A charge controller with MPPT capability frees the system designer from closely matching available PV voltage to battery voltage. Considerable efficiency gains can be achieved, particularly when the PV array is located at some distance from the battery. By way of example, a 150 volt PV array connected to an MPPT charge controller can be used to charge a 24 or 48 volt battery. Higher array voltage means lower array current, so the savings in wiring costs can more than pay for the controller.
Monitoring and metering
The metering must be able to accumulate energy units in both directions or two meters must be used. Many meters accumulate bidirectionally, some systems use two meters, but a unidirectional meter (with detent) will not accumulate energy from any resultant feed into the grid.
In some countries, for installations over 30kWp a frequency and a voltage monitor with disconnection of all phases is required. This is done to prevent supplying excess power to the grid, in the unusual case where more solar power is being generated than can be accommodated by the utility, and can not either be exported or stored. Grid operators historically have needed to provide transmission lines and generation capacity. Now they need to also provide storage. This is normally hydro-storage, but other means of storage are used. Initially storage was used so that baseload generators could operate at full output. With variable renewable energy, storage is needed to allow power generation whenever it is available, and consumption whenever it is needed. The two variables a grid operator have are storing electricity for when it is needed, or transmitting it to where it is needed. If both of those fail, installations over 30kWp can automatically shut down, although in practice all inverters maintain voltage regulation and stop supplying power if the load is inadequate. Grid operators have the option of curtailing excess generation from large systems, although this is more commonly done with wind power than solar power, and results in a substantial loss of revenue. Inverters have the unique option of supplying reactive power which can be advantageous in matching load requirements.

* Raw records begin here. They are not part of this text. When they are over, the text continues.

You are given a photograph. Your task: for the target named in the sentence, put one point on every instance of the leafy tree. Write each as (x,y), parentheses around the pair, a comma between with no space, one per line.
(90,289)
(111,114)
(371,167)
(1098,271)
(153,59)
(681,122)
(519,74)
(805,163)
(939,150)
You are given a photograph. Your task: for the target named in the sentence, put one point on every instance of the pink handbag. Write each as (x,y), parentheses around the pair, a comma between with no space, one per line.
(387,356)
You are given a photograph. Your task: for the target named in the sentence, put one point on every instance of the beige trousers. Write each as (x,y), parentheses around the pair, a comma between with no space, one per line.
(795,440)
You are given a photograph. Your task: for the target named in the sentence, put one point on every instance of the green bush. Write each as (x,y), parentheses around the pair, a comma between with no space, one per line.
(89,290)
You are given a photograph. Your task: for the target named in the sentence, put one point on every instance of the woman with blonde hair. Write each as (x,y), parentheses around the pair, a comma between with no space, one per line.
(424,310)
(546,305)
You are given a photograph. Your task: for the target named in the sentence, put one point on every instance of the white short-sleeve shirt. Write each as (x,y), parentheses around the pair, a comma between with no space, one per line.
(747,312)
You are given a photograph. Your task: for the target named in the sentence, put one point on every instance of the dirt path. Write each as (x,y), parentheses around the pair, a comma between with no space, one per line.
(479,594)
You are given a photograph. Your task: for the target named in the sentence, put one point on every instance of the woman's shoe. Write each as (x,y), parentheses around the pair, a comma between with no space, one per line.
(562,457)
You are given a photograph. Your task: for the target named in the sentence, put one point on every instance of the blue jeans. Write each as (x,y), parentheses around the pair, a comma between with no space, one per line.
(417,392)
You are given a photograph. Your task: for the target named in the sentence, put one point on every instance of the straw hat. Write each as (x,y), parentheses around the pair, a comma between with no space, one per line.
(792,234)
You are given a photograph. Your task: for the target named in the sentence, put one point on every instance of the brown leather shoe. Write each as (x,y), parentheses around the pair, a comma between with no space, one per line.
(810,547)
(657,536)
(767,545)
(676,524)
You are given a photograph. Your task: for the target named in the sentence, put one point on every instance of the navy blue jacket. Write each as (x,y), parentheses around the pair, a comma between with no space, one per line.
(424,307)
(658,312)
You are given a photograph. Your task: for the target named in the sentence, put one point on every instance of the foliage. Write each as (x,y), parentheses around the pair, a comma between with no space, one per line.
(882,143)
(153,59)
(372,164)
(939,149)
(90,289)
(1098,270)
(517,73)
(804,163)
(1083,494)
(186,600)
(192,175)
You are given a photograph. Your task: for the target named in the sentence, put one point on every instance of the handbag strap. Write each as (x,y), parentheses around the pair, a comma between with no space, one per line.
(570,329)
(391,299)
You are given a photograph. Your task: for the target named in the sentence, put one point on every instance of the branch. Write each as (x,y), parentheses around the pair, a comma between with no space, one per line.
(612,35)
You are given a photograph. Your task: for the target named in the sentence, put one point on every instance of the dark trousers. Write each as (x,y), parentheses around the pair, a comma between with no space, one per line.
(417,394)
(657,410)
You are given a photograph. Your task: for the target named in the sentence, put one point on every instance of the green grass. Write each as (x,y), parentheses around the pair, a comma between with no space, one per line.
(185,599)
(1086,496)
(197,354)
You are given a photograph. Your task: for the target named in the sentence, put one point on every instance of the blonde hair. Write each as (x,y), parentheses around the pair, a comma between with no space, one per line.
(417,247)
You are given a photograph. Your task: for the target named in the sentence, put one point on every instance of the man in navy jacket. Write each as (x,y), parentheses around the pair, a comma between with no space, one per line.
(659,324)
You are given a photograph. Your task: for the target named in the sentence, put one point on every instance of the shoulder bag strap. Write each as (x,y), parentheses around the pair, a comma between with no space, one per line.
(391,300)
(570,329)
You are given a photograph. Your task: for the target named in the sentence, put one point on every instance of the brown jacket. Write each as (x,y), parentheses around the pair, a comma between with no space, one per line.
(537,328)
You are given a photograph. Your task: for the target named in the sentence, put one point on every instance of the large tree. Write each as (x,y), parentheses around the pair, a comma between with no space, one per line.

A standalone system does not have a connection to the electricity "mains" (aka "grid"). Standalone systems vary widely in size and application from wristwatches or calculators to remote buildings or spacecraft. If the load is to be supplied independently of solar insolation, the generated power is stored and buffered with a battery. In non-portable applications where weight is not an issue, such as in buildings, lead acid batteries are most commonly used for their low cost and tolerance for abuse. A charge controller may be incorporated in the system to: a) avoid battery damage by excessive charging or discharging and, b) optimizing the production of the cells or modules by maximum power point tracking (MPPT). However, in simple PV systems where the PV module voltage is matched to the battery voltage, the use of MPPT electronics is generally considered unnecessary, since the battery voltage is stable enough to provide near-maximum power collection from the PV module. In small devices (e.g. calculators, parking meters) only direct current (DC) is consumed. In larger systems (e.g. buildings, remote water pumps) AC is usually required. To convert the DC from the modules or batteries into AC, an inverter is used.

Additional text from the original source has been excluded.